June 2, 2009

Wanted: Thicker Skin



Here we go again.  I was so excited to finish the chair for my friend's daughter on her 4th birthday.   The seat design was inspired by a painting exercise in an instructional book by artist Cristina Acosta, and the rest of the details were just my fancy.   I started the chair when Raegan was one year old, but had no place to work.  Now that I have a studio, I was able to work on it every day and have it finished on time (as on time as one can be when the birthday girl is turning four).  The birthday party was an intimate gathering - other than the immediate family, me and Kevin, there were three adult friends. 
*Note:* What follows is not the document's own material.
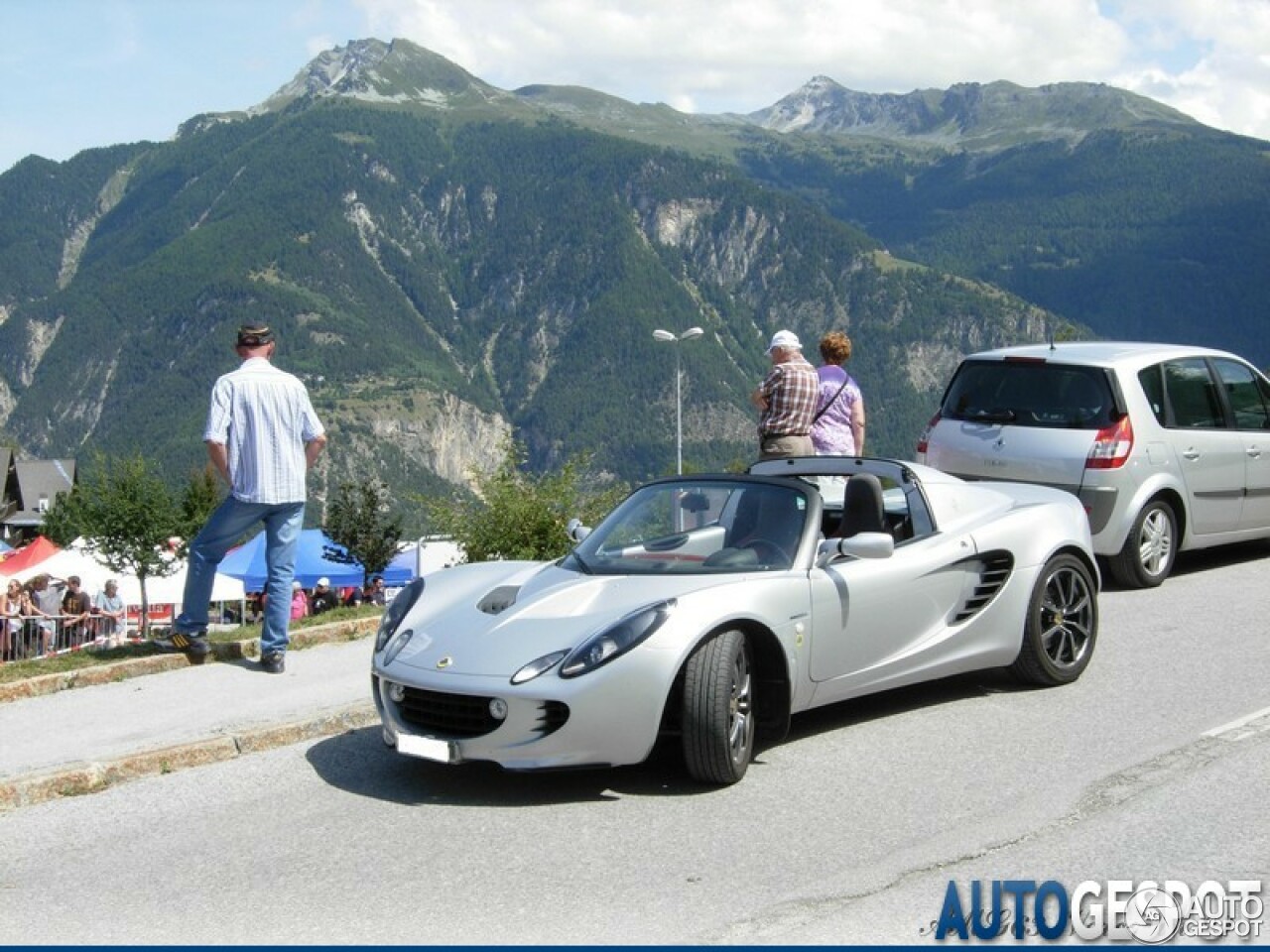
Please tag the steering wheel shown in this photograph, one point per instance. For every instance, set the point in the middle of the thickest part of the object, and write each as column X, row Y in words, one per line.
column 769, row 552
The response was underwhelming.  I don't know what I expected.  I'm not a great artist.  I can't even claim ownership of the bulk of the primary design.  I know my work isn't everyone's cup of tea, but still... I'm feeling like a big baby, discouraged and foolish.  I want to hide my work.  I'm too old to feel like this.  Of course, I'll get back on the horse and get back to work (not on furniture!) in the studio, but it makes me feel like not doing this any more.  Could I be more petulant?!?  I'm not upset with anyone because no one did anything wrong.  How do I feel?  Defeated.  For now.  I'm not sure I can reach to kick myself in the patoot to snap out of this funk.